Digital age of vegetation classification: Providing big data and tools to meet big questions in vegetation science

Evens, Julie

Background/Question/Methods

Vegetation science has wholeheartedly embraced the ecological data revolution, and vegetation
scientists have been at the forefront of ecology in developing data archives and databases of
ecological data. The Global Index of Vegetation Databases (GIVD) is one such metadata catalog
of vegetation plot data that at present contains more 3.6 million records. Analyses of more than
one million plot records are now observed in single vegetation publications. In many cases databases
of phylogenetic relatedness and functional traits are also available. Finally, a proliferation of
global and local raster data sets of climate variables, topography, and sometimes soil properties
is emerging to enable correlative analyses of such data. Nonetheless, significant issues remain in
accessing, managing, and analyzing such data to make the best use of such a prominent resource.

Results/Conclusions

One of the fundamental issues is the extreme geographic variability in data. Regional vegetation
data density varies continentally and by country from zero to thousands of plots/km^2. In many
analyses data need to subsampled to reduce the density from local hotspots and achieve a more
balanced sample; in other areas, data are simply inadequate to perform any regional assessment
based on plot data. A second significant problem is reconciling taxonomic treatments and identifying
unique taxa.

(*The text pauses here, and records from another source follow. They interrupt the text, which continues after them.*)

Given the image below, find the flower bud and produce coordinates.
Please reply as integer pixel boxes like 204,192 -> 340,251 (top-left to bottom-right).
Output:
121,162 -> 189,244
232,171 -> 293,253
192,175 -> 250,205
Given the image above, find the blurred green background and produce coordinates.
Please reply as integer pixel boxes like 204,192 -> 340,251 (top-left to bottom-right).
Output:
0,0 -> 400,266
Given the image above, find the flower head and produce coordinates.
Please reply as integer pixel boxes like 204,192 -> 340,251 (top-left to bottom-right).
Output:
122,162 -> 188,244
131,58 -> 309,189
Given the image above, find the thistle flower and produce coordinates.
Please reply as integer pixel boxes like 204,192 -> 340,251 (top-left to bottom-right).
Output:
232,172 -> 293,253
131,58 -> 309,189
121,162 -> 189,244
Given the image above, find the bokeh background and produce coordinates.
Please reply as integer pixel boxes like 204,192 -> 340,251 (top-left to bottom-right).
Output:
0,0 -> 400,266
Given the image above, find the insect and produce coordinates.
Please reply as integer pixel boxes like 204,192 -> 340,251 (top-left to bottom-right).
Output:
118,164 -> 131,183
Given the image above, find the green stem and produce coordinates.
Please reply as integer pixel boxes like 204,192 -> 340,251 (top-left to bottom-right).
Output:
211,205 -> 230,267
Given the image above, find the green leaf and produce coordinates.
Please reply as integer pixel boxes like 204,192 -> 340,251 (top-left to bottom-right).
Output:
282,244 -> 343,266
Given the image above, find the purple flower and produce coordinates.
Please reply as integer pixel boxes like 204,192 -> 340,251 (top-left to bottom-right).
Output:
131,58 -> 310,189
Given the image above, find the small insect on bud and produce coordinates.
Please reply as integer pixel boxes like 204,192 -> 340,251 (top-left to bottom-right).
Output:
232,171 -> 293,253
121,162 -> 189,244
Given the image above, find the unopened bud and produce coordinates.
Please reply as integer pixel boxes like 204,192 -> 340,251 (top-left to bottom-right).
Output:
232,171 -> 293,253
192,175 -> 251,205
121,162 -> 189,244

At regional scales several authoritative treatments exist but are not compatible.
The third significant issue is the lack or inadequacy of geo-referencing for data plots.
This issue complicates correlative analyses and regionalization of data. A fourth challenge can
be to simply operate on data sets with tens of thousands of sample units; software often needs to
be specifically designed to manage data sets many times larger than the memory available even on
large computer networks. While relational databases can store and structure such data sets, they do
not enable the sophisticated analyses employed in modern vegetation analysis. A final problem is the
attribution and acknowledgement of data suppliers; formal methods of recognition, including co-
authorship on publishes analyses, are required to secure the active participation of vegetation
scientists in sharing hard-won data. In this presentation we address current best practices in the
solution of the many identified problems, with examples of both global and local applications.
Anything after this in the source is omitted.